The AI produced generic advice about directories rather than specific names. This highlighted two key lessons: language models struggle with exhaustive lists, and the necessary data simply isn’t online. Einar’s remedy is to pivot from raw lead capture to qualitative market understanding. By diagnosing the problem—identifying revenue ranges and acquisition intent—entrepreneurs can then gather richer datasets for subsequent analysis.

Enter Advanced Data Analysis

Einar’s turning point was discovering ChatGPT’s Advanced Data Analysis (ADA) feature. ADA combines GPT-4 with a Python interpreter, allowing users to upload datasets (up to 100 MB) and execute code interactively. This transforms AI from a text generator into a virtual data scientist. For Einar’s M&A bank, it meant feeding historical SaaS company data into the system and asking ADA to predict monthly recurring revenue (MRR) thresholds. Without writing a single line of code, he accessed sophisticated analytics, unleashing strategic insights at a fraction of the usual cost.

Building Predictive Models

Predictive modeling is at the heart of AI-powered lead generation. Einar outlines the core steps:

  1. Data Preparation: Clean and standardize historical records, handling missing values with imputation or removal to ensure model accuracy.
  2. Feature Engineering: Convert raw inputs—like installed technologies from BuiltWith—into machine-learning-friendly formats such as one-hot encoding.
  3. Model Training: Engage ADA to train multiple classifiers (random forests, support vector machines), tweaking hyperparameters to optimize metrics like precision over recall for lead quality.
  4. Evaluation and Tuning: Interpret precision, recall, F1 scores, and confusion matrices. Iteratively adjust the model until it reliably identifies high-value leads.
  5. Deployment: Export the trained model, feature encodings, and a Python script. Run predictions on new lists of prospects to prioritize outreach.

This process shifts AI from a novelty to a core lead-generation engine, focusing resources on viable targets rather than volume.

Practical Implementation: From Data to Model Deployment

Putting theory into practice, Einar spent under an hour and minimal cost to build a functioning lead score model.
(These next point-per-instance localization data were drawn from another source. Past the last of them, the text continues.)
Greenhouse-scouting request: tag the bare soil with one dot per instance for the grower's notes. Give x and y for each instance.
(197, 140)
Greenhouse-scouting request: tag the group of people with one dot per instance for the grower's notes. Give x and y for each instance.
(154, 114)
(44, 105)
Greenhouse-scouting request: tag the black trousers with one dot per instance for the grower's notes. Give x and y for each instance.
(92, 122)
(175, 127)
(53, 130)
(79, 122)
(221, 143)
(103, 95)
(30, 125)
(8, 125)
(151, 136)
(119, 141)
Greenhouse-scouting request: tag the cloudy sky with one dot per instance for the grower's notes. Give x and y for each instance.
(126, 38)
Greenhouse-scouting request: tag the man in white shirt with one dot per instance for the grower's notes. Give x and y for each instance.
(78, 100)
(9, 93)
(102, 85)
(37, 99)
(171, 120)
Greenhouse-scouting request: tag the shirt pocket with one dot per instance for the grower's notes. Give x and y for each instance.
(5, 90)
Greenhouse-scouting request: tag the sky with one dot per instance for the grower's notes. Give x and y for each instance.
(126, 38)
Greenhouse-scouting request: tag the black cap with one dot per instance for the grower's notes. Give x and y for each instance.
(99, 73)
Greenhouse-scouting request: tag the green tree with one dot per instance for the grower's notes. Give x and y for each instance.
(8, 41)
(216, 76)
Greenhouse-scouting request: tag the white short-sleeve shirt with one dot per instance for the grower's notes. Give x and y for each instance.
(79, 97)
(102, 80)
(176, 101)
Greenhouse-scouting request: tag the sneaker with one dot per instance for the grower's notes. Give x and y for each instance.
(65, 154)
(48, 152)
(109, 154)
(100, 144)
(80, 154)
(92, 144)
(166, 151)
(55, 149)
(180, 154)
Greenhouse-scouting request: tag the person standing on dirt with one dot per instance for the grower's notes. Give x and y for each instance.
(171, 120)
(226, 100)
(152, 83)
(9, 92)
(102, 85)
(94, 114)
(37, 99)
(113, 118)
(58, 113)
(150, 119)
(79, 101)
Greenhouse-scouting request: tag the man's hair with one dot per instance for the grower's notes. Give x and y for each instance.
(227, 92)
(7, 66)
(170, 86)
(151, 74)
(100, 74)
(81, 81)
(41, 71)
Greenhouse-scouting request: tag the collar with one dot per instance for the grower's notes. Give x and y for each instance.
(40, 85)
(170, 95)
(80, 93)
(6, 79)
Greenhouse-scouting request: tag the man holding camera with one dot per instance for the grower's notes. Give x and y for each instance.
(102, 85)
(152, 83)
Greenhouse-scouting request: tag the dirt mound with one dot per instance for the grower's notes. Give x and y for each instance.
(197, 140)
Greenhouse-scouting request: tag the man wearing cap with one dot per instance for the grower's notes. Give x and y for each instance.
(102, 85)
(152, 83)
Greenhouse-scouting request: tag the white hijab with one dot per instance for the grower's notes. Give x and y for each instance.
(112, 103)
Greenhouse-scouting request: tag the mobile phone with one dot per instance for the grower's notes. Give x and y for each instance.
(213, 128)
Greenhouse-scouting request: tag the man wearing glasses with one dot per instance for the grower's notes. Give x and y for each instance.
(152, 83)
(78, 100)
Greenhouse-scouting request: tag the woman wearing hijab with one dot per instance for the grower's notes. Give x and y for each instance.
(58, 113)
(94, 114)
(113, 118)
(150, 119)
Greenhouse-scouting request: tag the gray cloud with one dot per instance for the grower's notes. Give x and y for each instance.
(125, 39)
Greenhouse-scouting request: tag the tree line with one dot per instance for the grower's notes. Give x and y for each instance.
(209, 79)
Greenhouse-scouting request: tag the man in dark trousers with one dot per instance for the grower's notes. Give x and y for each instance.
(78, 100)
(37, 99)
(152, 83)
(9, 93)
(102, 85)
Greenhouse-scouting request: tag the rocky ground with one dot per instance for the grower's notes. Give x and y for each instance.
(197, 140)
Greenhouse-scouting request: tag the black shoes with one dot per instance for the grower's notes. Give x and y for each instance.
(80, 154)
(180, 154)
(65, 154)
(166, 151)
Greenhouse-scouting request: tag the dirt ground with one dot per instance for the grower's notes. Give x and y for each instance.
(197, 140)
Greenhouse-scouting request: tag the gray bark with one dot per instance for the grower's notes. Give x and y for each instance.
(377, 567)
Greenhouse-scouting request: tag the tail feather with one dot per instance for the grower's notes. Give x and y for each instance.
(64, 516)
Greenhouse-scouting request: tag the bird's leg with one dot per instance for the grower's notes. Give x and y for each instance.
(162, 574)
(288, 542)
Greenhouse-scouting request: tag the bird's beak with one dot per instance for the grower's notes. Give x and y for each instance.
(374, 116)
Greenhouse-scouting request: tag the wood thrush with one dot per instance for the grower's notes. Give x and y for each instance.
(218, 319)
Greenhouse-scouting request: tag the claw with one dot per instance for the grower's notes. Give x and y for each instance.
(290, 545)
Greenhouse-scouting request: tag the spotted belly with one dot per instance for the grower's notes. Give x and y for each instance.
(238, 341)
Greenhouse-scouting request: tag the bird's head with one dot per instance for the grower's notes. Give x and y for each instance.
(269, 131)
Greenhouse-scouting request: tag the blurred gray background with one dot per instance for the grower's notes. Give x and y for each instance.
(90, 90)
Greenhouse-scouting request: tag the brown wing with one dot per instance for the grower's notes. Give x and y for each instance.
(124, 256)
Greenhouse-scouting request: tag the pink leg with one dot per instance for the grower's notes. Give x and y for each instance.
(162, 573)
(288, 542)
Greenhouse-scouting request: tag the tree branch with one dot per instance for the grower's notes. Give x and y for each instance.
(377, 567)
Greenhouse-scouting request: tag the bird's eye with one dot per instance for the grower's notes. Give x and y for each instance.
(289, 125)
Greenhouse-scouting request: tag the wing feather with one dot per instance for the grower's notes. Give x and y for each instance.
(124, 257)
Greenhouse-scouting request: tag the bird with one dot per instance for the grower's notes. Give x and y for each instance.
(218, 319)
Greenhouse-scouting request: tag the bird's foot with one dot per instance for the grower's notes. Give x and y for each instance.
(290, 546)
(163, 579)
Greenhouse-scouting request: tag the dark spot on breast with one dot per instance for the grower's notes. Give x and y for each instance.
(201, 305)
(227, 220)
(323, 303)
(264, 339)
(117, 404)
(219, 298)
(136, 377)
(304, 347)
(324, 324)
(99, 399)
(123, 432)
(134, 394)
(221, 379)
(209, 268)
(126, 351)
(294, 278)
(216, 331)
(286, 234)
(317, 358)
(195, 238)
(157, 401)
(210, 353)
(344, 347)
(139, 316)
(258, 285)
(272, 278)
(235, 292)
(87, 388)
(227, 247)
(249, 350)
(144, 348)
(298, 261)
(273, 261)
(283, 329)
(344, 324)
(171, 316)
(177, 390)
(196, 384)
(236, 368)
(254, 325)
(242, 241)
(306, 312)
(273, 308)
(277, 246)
He combined three data sources: a list of 200 known SaaS companies with disclosed MRR, BuiltWith technology spend estimates, and PPP loan records during the pandemic as a proxy for company size. Feeding this into ADA, he iteratively refined his model, then downloaded a serialized Python script. Now, his team can take tens of thousands of SaaS profiles, run them through the classifier, and instantly flag those above a $100,000 MRR threshold. This end-to-end workflow—data ingestion, analysis, and script-based deployment—mirrors a half-million-dollar enterprise BI setup but is achieved in minutes, democratizing advanced data analysis for any scaling SaaS business.
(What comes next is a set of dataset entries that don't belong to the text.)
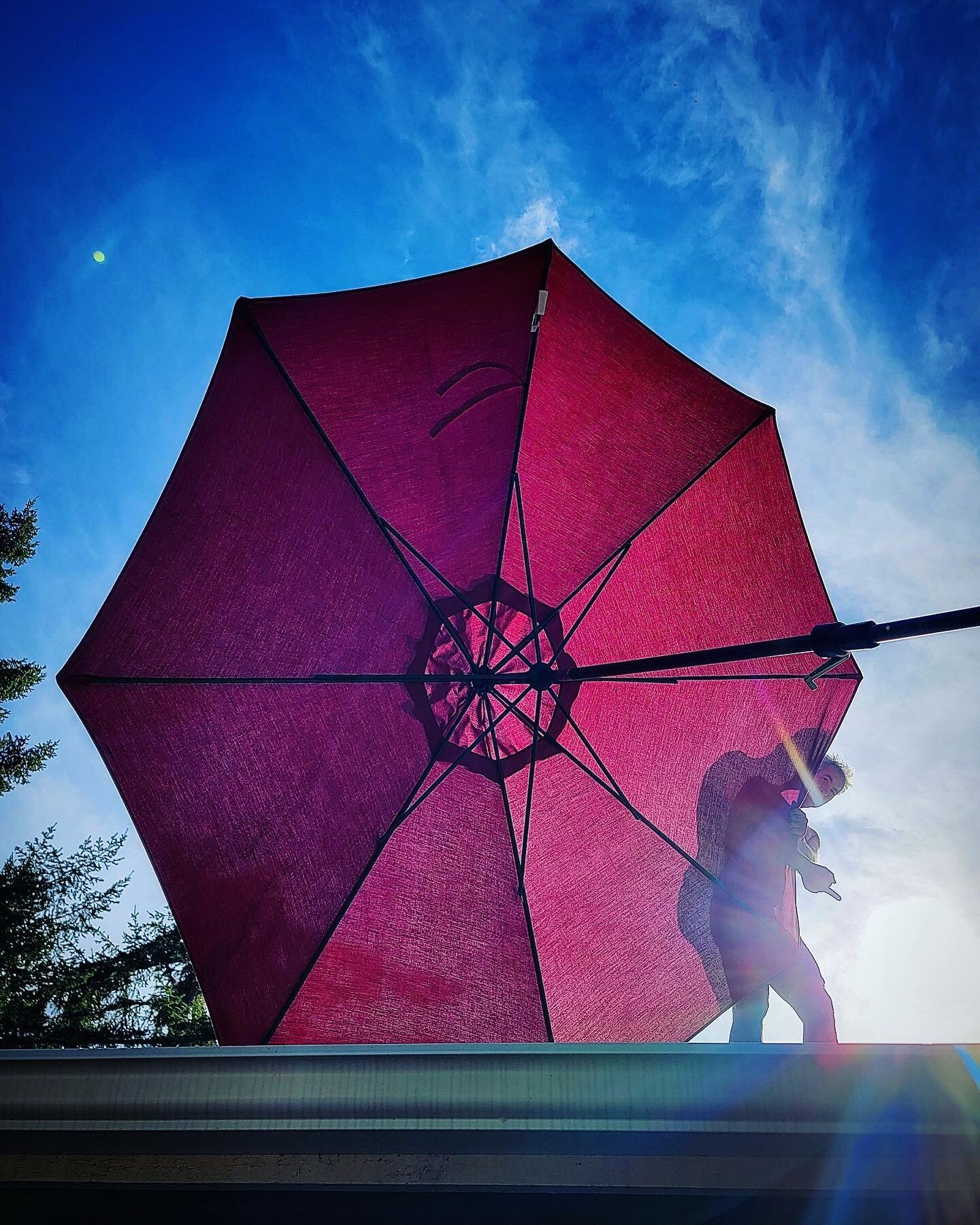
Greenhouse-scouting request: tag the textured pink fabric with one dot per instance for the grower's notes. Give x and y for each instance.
(260, 806)
(618, 424)
(419, 386)
(274, 804)
(431, 938)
The AI Landscape: What to Adopt Next

While Einar’s focus is M&A, the techniques apply broadly across B2B SaaS and beyond:

  • Identifying Ideal Customer Profiles (ICP): Use predictive analytics to recognize characteristics of your best customers and replicate success.
  • Preventing Churn: Analyze user behavior patterns to forecast at-risk accounts and intervene before renewal time.
  • Optimizing Upsells: Leverage data analysis to pinpoint cross-sell opportunities, increasing lifetime value by understanding purchase trajectories.

By integrating AI-driven data analysis into your lead generation, you allocate marketing resources efficiently and craft targeted campaigns that resonate with high-value prospects.

Conclusion: Embrace the Change

The era of generic AI copywriting is giving way to intelligent data-driven lead generation. As Einar’s journey demonstrates, leveraging ChatGPT’s Advanced Data Analysis transforms unstructured data into actionable insights, enabling precise targeting and strategic growth.

Actionable Takeaway: Begin by collecting or augmenting your existing customer and prospect data. Then, experiment with ChatGPT ADA to build a simple predictive model—no advanced programming skills required.

What hidden variables in your data could redefine your lead-generation strategy?